Além das crianças com microcefalia, o Crer estendeu o atendimento psicológico aos pais responsáveis por aprender a lidar com as dificuldades enfrentadas pelos seus filhos. Amparar a família que sofre diretamente o impacto de criar um filho com comprometimentos cerebrais é fundamental para a evolução do tratamento, concluíram os especialistas envolvidos.

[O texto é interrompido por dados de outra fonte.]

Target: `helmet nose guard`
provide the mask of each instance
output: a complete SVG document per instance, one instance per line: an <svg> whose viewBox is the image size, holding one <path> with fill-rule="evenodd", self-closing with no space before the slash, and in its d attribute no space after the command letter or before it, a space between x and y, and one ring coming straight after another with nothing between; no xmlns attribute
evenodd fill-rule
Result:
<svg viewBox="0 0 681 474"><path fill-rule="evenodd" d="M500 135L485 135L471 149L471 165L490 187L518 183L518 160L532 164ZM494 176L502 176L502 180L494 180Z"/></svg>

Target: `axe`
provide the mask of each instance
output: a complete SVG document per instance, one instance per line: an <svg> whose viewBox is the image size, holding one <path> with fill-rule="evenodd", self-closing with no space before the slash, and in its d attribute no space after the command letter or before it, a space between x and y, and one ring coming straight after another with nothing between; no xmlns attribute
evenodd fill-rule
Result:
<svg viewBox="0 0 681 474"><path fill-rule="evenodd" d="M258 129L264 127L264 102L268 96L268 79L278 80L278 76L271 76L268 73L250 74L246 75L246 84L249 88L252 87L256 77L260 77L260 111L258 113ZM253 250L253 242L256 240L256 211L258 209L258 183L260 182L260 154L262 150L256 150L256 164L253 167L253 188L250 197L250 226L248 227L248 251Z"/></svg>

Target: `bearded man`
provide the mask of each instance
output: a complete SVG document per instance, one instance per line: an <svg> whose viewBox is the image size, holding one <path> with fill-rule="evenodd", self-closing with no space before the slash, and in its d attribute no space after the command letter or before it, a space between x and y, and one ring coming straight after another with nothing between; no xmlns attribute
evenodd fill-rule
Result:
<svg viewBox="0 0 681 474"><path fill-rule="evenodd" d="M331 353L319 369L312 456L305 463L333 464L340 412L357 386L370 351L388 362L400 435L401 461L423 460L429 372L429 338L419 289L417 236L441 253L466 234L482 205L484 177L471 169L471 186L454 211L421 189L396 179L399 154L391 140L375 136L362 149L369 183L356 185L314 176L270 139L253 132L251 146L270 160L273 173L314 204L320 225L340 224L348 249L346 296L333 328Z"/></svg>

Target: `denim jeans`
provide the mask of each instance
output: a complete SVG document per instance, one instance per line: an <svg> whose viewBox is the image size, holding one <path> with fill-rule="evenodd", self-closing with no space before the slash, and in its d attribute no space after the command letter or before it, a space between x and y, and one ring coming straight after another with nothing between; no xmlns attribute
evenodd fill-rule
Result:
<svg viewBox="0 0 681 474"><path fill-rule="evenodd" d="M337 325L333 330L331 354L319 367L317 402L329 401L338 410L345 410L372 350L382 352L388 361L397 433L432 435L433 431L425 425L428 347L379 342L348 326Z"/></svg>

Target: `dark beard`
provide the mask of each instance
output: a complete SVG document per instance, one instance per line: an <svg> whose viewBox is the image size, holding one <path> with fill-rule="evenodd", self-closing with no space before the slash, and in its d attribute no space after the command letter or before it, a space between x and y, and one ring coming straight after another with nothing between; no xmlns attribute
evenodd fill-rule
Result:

Esse é o caso de Cybele Tomaz de Oliveira, 39 anos, que há sete meses está lidando com a microcefalia, desde que sua filha Marcela nasceu com a síndrome. Mãe também da pequena Ana Luíza, de 4 anos, Cybele se depara pela primeira vez com a criação de um bebê com tal comprometimento. 

Gestação

Quando estava com dois meses de gestação, Cybele contraiu o Zica Vírus e passou a fazer um acompanhamento gestacional pormenorizado desde então. Foi por meio do ultrassom morfológico que ficou constatada a alteração craniana de Marcela, com cinco meses gestacionais. “Você sente medo pelo que sua filha vai passar, como a sociedade vai tratá-la. Portanto, eu iniciei a preparação pela sua chegada desde cedo com a irmãzinha dela”, recorda.

Tal abordagem tem surtido resultados surpreendentes, conta a mãe, que vê nas duas irmãs grandes companheiras. “Ana Luíza me acompanha no Crer e aprendeu a fazer as massagens e estímulos para aplicá-los em casa. Elas realmente se amam incondicionalmente”, conta a mãe, que se emociona ao relatar a receptividade da filha mais velha.

Maternidade

Desde que deixou a maternidade, a pequena Marcela foi encaminhada ao Crer e tem sido acompanhada diretamente. “Sou muito grata a todos da equipe que nos acolheram com tanta dedicação e carinho”, finaliza.